Donzé Walter · Nationalrat · 2001-09-26
Donzé Walter · Nationalrat · Bern · Evangelische und Unabhängige Fraktion · 2001-09-26
Wortprotokoll
Nach dem "brutalen Anschlag" von heute Nachmittag auf das Eidgenössische Finanzdepartement ist uns in der Fraktion mehrheitlich die Motivation für Eintreten auf das zweite Steuerpaket vergangen. Dabei müssen wir einräumen, dass der Systemwechsel eigentlich richtig wäre. Wer versteht schon, dass man einen Eigenmietwert konstruieren muss, um ihn zu besteuern? Aber genauso selbstverständlich ist es für uns auch, dass der Abzug der Schuldzinsen wegfällt, wenn die Besteuerung des Eigenmietwertes wegfällt. Ein weiterer Punkt: Gleichzeitig müsste dann eben auch ein Bausparmodell eingerichtet werden.
Wir danken dem Bundesrat, dass er die Initiative ergriffen hat. Aber das, was herausgekommen ist, vermag uns nicht mehr zu befriedigen. Man hat den Bogen überspannt; wir sind enttäuscht. Auch die Kantone hätten einen Systemwechsel erwartet, aber dazu wird Kollege Aeschbacher noch etwas sagen.
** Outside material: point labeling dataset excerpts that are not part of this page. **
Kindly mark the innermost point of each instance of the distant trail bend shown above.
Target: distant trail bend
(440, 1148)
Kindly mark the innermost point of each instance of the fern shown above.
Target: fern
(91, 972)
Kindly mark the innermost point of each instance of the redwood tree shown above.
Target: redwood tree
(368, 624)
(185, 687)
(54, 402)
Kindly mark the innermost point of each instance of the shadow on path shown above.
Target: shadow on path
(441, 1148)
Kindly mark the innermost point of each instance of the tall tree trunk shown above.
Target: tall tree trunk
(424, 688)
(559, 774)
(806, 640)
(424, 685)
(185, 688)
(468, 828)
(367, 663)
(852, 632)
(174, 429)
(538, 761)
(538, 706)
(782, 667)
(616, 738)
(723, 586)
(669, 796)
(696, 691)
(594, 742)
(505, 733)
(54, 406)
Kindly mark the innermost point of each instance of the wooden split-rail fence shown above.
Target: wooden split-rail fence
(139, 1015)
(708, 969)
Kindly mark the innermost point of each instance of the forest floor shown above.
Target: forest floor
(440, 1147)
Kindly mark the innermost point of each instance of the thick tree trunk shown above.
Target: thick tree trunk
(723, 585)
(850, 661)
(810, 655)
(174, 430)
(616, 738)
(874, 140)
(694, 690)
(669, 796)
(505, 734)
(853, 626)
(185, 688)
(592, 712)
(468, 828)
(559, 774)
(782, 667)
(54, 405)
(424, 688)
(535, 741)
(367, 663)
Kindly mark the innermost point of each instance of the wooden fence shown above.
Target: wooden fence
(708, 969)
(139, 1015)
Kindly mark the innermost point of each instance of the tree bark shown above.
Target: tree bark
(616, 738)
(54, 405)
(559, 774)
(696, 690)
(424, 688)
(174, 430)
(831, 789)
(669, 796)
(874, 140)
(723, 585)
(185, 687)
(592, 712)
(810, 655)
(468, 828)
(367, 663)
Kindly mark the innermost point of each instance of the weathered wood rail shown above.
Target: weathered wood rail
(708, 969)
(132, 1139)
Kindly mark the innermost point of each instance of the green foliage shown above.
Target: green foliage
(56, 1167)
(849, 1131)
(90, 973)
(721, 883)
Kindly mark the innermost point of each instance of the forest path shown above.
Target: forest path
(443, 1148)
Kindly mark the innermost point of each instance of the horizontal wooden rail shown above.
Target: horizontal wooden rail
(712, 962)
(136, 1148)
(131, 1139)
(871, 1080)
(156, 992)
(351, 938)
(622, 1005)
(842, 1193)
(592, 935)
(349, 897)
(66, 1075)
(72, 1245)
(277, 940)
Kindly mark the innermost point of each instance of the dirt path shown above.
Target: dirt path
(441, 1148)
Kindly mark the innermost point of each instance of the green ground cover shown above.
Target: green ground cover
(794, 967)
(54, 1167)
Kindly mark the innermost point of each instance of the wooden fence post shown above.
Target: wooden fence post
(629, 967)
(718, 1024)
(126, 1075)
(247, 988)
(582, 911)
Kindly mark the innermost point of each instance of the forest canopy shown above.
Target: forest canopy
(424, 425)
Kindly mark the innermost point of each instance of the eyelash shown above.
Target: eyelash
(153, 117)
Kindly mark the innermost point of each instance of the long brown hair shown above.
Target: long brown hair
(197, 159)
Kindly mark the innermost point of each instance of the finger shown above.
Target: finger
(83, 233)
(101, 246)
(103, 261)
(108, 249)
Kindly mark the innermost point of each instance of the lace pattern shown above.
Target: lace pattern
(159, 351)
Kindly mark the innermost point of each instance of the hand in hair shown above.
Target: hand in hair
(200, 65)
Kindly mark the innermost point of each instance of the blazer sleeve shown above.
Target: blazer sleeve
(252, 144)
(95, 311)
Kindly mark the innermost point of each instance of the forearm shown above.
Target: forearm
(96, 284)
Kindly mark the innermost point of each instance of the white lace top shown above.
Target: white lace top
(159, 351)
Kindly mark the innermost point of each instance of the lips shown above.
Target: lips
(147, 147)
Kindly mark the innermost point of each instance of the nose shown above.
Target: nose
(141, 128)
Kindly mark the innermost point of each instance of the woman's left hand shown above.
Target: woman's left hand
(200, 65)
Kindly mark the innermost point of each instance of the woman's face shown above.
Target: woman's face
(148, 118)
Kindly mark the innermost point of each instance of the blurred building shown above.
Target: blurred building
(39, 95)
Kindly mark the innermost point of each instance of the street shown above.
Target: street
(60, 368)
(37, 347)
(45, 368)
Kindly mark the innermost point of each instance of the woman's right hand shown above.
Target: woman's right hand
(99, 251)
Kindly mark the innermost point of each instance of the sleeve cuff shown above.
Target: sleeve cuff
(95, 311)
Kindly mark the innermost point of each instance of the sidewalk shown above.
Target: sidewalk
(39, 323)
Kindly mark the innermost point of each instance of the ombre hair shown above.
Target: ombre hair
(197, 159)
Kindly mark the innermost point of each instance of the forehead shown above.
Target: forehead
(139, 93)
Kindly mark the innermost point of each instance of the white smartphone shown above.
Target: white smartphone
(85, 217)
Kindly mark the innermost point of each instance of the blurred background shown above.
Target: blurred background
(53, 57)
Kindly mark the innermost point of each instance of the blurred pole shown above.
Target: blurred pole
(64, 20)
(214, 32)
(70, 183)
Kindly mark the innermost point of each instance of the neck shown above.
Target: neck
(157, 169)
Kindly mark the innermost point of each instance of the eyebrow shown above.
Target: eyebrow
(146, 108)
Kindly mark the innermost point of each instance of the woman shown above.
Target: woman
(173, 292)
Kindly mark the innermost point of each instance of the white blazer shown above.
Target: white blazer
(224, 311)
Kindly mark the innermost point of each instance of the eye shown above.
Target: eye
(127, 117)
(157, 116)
Wir haben zwei Ziele bzw. Anliegen:
1. Wir wollen die Entlastung des Mittelstandes, die Entlastung der Familien. Wir wollen keine Entlastung der Reichen, die mehrere Liegenschaften besitzen und ihr Vermögen in stillen Reserven anlegen können, sondern eine Entlastung jener Leute, die noch zu denen gehören, die direkte Bundessteuer bezahlen.
2. Es sollte Kapital geäufnet werden können, damit eine Familie möglichst früh ihr Eigenheim kaufen oder bauen kann. Das stärkt die Volkswirtschaft und den Wechsel zum Wohneigentum.
Ich mache es ganz kurz: Das Ergebnis der Kommission ist für unsere Fraktion enttäuschend einseitig. Wir werden das Eintreten mehrheitlich verweigern und allenfalls die Minderheit Rechsteiner Paul unterstützen, weil wir aus dem Gesichtswinkel der Gerechtigkeit finden, dass der Mieter ebenso viel Anspruch auf Steuererleichterung hat wie der Eigenheimbesitzer - und das sage ich als Besitzer einer Eigentumswohnung. Deshalb unterstützen wir den Antrag der Minderheit Rechsteiner Paul.
In den weiteren Abstimmungen würden wir gerne dem Systemwechsel das Wort reden, aber nur mit den Korrekturen, die schon von meinen Vorrednerinnen angesprochen worden sind.